Wednesday, June 23, 2010


Pelosi Aide: No Gay Forums;

But Gym Classes Galore

(Dan Bernal. Photo credit: Bill Wilson.)

In August 2009, Democratic Congresswoman Jackie Speier, part of whose district includes San Francisco, held a town hall meeting at the gay community center to discuss issues of mutual importance. The Bay Area Reporter's Matthew Bajko was there and his story about the open forum mentioned disturbing facts about Congresswoman Nancy Pelosi's track record on town halls with gays in her district:

It has been more than a decade, if not longer, since House Speaker Nancy Pelosi has taken the time to meet with local LGBT constituents in a setting open to the press and the public. [...]

Apart from private meetings with local LGBT leaders, and carefully stage-managed events where the local press is given limited access to her, Pelosi has not held an open town hall with her LGBT constituents in some time.

Her spokesman in D.C. dodged the B.A.R. 's questions on when, if ever, Pelosi had held an event similar to Speier's town hall this week.

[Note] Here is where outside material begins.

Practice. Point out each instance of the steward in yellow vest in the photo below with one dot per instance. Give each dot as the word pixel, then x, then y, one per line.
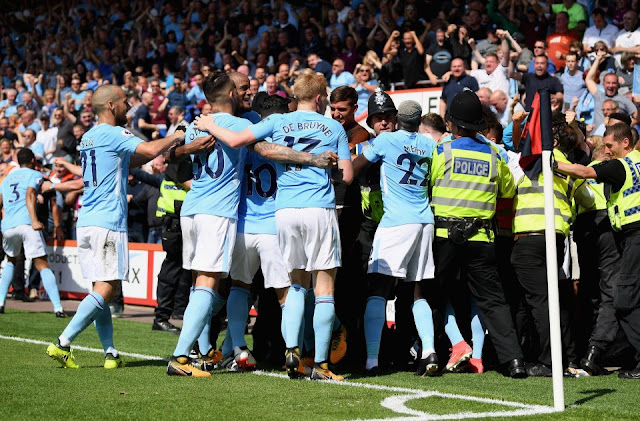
pixel 468 176
pixel 599 260
pixel 529 251
pixel 622 174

In a terse e-mail reply, Drew Hammill wrote that, "The speaker regularly sits down with community leaders for an in-depth and candid discussion about LGBT priorities in Congress."

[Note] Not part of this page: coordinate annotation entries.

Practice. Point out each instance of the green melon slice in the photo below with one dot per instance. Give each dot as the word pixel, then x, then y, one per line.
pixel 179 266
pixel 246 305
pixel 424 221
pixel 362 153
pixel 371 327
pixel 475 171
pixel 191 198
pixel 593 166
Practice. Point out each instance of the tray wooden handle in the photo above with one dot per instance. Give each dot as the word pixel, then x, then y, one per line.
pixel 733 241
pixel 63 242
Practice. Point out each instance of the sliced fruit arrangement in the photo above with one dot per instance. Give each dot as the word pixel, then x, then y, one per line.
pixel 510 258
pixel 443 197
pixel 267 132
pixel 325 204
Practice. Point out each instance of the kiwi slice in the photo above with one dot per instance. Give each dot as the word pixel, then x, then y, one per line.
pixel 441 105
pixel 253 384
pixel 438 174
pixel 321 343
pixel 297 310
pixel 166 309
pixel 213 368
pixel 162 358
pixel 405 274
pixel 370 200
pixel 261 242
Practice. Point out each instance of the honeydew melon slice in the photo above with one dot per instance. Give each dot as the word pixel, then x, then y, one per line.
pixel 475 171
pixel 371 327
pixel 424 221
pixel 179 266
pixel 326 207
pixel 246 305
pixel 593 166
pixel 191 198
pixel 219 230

If Hammill speaks the truth, I'd like to know where and when those sit-downs with Pelosi happened.

While I understand Pelosi has many duties and demands on her time, and she can't be expected to hold regular public meetings with gay constituents, I don't understand why her top staffer in San Francisco has failed to hold a single town hall meeting.

Dan Bernal, who is openly gay and also open about living with AIDS, is Pelosi's longtime district manager, and no gay reporter or activist I have spoken with can recall him organizing any public forums with local gay and PWAs. I would think, given the deep concerns among gays here about the continuing failure of Congress to pass ENDA, repeal DADT and a host of other gay and HIV issues, that Dan Bernal would exert time and effort to publicly engage the community, and regularly too.

I was tipped off yesterday to a very interesting bit of news related to Dan Bernal and how he spends his Thursday evenings. Every Thursday night, he is at Gold's Gym in SoMa leading a spinning class, from 7 to 9 pm. He'll be there tomorrow, spinning for gym patrons, and the following week, the week after that, and as far as I can tell from the gym calendar, every week this year.

If Dan Bernal has so much free time in the evenings that he can make a solid commitment to _weekly_ public gym classes, why can't he also find the time to finally start organizing and holding regular _monthly_ meetings with the local gay and AIDS communities? I'd like to know what his reasons are for never publicly engaging the wide spectrum of local gay and PWA constituents, at town hall meetings.

As important, it's time to start demanding that our Gay Inc leaders, who are pretty lousy themselves in the public forums' department, put some pressure on Dan Bernal to do less weekly spinning, and devote some time to speak and listen to the San Francisco gay community.

(Hat tip: J.B.)

2 comments:

Steve G said...

If you're implying that Dan Bernal avoids the community, you're wrong. At the training I attended for No on 8, he was there in an official capacity, and I approached him after the training. The particular subject I wanted to talk about was setting up a mechanism for victims of identity theft to get new social security numbers, he listened, he gave me his card, and he asked me to contact him when we weren't bogged down fighting prop 8. I thought he was very responsive, and welcomed the fact that he was prioritizing fighting prop 8 over other issues at the time. Just my $0.02.

Unknown said...

steve,

i'm glad that you received good services and communications with dan, two years ago. and i'm happy he was involved in the no on 8 fight.

however, dan has been derelict in setting up regular open-to-all gay community forums.

if he has time for weekly gym classes, he should also have time for ongoing public discussions with SF's local gay community.